Next: Understanding Your Parser, Up: Debugging Your Parser [Contents][Index]
Solving conflicts is probably the most delicate part of the design of an LR parser, as demonstrated by the number of sections devoted to them in this very documentation. To solve a conflict, one must understand it: when does it occur? Is it because of a flaw in the grammar? Is it rather because LR(1) cannot cope with this grammar?
One difficulty is that conflicts occur in the automaton, and it can be tricky to relate them to issues in the grammar itself. With experience and patience, analysis of the detailed description of the automaton (see Understanding Your Parser) allows one to find example strings that reach these conflicts.
That task is made much easier thanks to the generation of counterexamples, initially developed by Chinawat Isradisaikul and Andrew Myers (see Isradisaikul 2015).
As a first example, see the grammar of Shift/Reduce Conflicts, which features one shift/reduce conflict:
$ bison else.y else.y: warning: 1 shift/reduce conflict [-Wconflicts-sr] else.y: note: rerun with option '-Wcounterexamples' to generate conflict counterexamples
Let’s rerun bison
with the option
-Wcex/-Wcounterexamples:
else.y: warning: 1 shift/reduce conflict [-Wconflicts-sr] else.y: warning: shift/reduce conflict on token "else" [-Wcounterexamples]

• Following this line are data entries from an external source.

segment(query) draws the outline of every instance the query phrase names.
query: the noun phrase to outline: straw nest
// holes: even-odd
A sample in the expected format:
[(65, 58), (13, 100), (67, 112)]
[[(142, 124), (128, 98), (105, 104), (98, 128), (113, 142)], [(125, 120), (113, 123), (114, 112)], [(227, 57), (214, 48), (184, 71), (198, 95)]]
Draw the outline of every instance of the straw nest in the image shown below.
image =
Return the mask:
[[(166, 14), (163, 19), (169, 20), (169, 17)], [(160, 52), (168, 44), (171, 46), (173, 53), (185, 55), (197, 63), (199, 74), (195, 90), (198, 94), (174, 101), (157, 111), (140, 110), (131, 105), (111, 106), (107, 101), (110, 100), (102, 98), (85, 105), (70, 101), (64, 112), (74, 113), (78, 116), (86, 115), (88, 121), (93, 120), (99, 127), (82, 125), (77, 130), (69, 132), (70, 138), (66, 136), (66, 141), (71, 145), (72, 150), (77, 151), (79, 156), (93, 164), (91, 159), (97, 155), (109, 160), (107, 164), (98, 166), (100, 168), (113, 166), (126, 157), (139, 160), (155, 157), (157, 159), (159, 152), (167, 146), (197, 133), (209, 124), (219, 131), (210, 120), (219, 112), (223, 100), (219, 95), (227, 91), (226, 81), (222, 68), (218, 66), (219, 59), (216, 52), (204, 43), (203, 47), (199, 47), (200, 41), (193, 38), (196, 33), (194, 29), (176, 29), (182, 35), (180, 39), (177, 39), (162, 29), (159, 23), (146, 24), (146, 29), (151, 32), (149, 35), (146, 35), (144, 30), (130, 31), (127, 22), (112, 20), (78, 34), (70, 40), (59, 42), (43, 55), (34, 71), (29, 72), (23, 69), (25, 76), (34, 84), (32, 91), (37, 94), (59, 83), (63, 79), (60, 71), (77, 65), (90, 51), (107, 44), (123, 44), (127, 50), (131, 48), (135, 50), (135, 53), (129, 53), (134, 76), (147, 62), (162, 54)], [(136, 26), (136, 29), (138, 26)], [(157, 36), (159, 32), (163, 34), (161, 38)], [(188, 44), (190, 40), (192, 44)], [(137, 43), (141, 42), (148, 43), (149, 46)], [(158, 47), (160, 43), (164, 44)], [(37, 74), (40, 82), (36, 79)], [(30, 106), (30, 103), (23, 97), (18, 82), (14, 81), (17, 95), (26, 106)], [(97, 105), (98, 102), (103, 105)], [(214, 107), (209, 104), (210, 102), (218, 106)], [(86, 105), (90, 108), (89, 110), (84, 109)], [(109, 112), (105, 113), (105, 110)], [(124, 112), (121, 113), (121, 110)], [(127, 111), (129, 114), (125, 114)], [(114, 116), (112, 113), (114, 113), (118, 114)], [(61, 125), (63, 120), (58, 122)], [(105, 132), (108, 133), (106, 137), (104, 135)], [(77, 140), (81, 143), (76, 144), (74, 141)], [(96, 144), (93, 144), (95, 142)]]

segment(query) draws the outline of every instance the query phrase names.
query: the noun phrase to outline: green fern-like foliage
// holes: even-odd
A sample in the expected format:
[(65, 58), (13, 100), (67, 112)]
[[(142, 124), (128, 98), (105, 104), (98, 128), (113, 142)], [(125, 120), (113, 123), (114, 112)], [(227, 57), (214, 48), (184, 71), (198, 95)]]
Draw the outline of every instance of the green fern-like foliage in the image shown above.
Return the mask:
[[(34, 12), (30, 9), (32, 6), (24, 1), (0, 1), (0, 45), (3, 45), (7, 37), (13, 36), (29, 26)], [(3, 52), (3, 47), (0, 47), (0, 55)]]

Example: "if" expr "then" "if" expr "then" stmt • "else" stmt Shift derivation if_stmt ↳ 3: "if" expr "then" stmt ↳ 2: if_stmt ↳ 4: "if" expr "then" stmt • "else" stmt Example: "if" expr "then" "if" expr "then" stmt • "else" stmt Reduce derivation if_stmt ↳ 4: "if" expr "then" stmt "else" stmt ↳ 2: if_stmt ↳ 3: "if" expr "then" stmt •
This shows two different derivations for one single expression, which proves that the grammar is ambiguous.
As a more delicate example, consider the example grammar of Reduce/Reduce Conflicts, which features a reduce/reduce conflict:
%% sequence: %empty | maybeword | sequence "word" ; maybeword: %empty | "word" ;
Bison generates the following counterexamples:
$ bison -Wcex sequence.y sequence.y: warning: 1 shift/reduce conflict [-Wconflicts-sr] sequence.y: warning: 2 reduce/reduce conflicts [-Wconflicts-rr]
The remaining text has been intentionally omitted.